Last Updated on April 25, 2026 by Ryan Roberts
Here’s what I’d do in the beginning if i launched a startup:
Startup Incorporation
(1) Entity Choice: Corporation or Corporation
(2) State of Incorporation: Delaware
(3) Authorized Shares in Charter: 10,000,000 Shares
(4) Type of Shares: Common Stock
(5) Par Value of Common: $0.0001
(6) Initial Founders Issuance: 8,000,000 Shares
(7) Founders Equity Split: Depends on the Team, But Quickly and After the Awkward & Difficult Conversations
(8) Vest Founders Shares?: Hell Yes
(9) Vesting Schedule for Founders Shares: 4 years with a One Year Cliff
(10) Consideration for Founders Shares: Cash & IP
(11) Handling of “Lost Founders”: Lock Down the IP (then Wish Them Well)
Raising Capital for your Startup
(1) Length of NDA: 0 pages
(2) Fees Paid to Pitch my Startup: $0
(3) Investors: Accredited Investors
(4) Structure of First Capital Raise up to MM: Convertible Notes
If you remember one thing…
Most startup law “gotchas” aren’t mysteries, they’re just incentives and trade-offs hiding in plain English. The move is to stop optimizing for the term you can brag about and start optimizing for the term that actually changes your outcome: who controls the next decision, who takes the downside, and what has to happen for you to get paid (or to keep building).
- Circle the one or two provisions that create real leverage (and ignore the rest until those are settled).

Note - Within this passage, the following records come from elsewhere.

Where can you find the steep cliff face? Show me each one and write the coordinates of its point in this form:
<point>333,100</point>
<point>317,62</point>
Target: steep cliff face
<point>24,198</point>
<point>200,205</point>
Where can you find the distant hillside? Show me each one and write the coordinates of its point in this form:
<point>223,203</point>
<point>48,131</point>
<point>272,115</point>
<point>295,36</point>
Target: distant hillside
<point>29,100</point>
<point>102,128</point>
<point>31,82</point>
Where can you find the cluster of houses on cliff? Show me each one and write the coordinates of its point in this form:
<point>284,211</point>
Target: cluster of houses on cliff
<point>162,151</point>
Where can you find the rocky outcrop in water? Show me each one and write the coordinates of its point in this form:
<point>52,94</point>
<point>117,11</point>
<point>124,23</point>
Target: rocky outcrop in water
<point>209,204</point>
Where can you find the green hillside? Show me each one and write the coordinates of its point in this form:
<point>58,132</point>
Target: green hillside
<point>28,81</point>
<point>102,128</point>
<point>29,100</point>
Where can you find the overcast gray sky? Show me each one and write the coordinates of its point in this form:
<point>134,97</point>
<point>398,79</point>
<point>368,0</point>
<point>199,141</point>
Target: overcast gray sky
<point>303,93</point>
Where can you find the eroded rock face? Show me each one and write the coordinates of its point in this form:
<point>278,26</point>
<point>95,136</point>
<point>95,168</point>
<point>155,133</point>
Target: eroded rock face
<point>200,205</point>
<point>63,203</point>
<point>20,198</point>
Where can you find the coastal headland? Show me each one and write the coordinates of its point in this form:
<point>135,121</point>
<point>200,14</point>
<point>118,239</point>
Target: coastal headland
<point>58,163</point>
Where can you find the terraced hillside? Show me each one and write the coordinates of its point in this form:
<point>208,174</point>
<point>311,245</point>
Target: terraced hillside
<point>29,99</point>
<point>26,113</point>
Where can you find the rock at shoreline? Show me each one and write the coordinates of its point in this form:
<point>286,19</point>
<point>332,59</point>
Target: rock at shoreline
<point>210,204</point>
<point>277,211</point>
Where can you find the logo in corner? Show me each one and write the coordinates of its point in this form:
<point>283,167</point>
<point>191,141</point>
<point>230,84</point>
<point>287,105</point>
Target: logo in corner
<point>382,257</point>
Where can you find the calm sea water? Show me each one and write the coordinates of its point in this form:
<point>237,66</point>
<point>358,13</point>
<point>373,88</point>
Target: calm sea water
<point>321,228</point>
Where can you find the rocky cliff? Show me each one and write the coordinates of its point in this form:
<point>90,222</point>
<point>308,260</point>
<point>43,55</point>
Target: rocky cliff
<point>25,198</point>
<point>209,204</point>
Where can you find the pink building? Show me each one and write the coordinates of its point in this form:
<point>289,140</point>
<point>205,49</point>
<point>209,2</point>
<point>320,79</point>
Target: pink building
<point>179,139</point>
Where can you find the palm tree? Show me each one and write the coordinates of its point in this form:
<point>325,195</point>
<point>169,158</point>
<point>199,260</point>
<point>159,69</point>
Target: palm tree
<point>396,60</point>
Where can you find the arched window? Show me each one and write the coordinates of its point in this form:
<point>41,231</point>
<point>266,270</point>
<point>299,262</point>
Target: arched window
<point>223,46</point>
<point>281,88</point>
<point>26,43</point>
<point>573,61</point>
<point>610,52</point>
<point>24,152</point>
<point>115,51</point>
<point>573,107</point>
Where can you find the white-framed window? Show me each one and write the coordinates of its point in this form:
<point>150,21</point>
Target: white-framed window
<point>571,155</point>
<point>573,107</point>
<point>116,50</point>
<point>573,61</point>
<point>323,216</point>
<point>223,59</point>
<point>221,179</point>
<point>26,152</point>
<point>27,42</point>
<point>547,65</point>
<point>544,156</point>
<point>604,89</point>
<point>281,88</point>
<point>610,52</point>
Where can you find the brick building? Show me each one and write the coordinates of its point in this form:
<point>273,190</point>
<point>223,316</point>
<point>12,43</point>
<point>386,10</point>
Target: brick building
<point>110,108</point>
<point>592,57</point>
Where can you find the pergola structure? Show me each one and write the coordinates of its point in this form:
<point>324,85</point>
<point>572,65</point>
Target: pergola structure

- Ask, “What does this let the other side say ‘no’ to?” If the answer is “a financing, a sale, or your ability to hire/fire,” it’s material.
- Treat ‘market’ as a starting point, not an argument. Your leverage comes from timing, alternatives, and how badly the other side wants this deal.
- Before you sign, translate the key terms into one sentence each you’d be comfortable explaining to a future cofounder, board member, or acquirer.
If you’re about to sign something and you can’t tell quickly who has the veto and who eats the downside, pause. That’s the moment to get clarity, not after the document becomes your new “business partner.”
Conclusion
If you’re looking for a theme across all of this, it’s that the early legal and financing moves aren’t about being fancy. They’re about buying yourself room to iterate without stepping on landmines that are expensive to undo later. Delaware C-Corp, clean founder vesting, lightweight mentor/advisor arrangements, and simple seed financing documents are all just different ways of saying the same thing: keep the cap table and governance straightforward until you’ve earned the complexity.
The practical takeaway: optimize for momentum and clarity, not for headline terms. Get incorporated when you’re truly committing, paper the founder relationships like grown-ups, choose mentors for signal and time (not just brand), and raise from people who can actually fund you without making your life weird. Then go build. Everything else is commentary.
- Keep your documents and ownership clean.
- Avoid premature complexity (especially in seed financings).
- Pick advisors and programs that increase execution speed, not meetings.
- Spend your early energy on product and customers, not legal theater.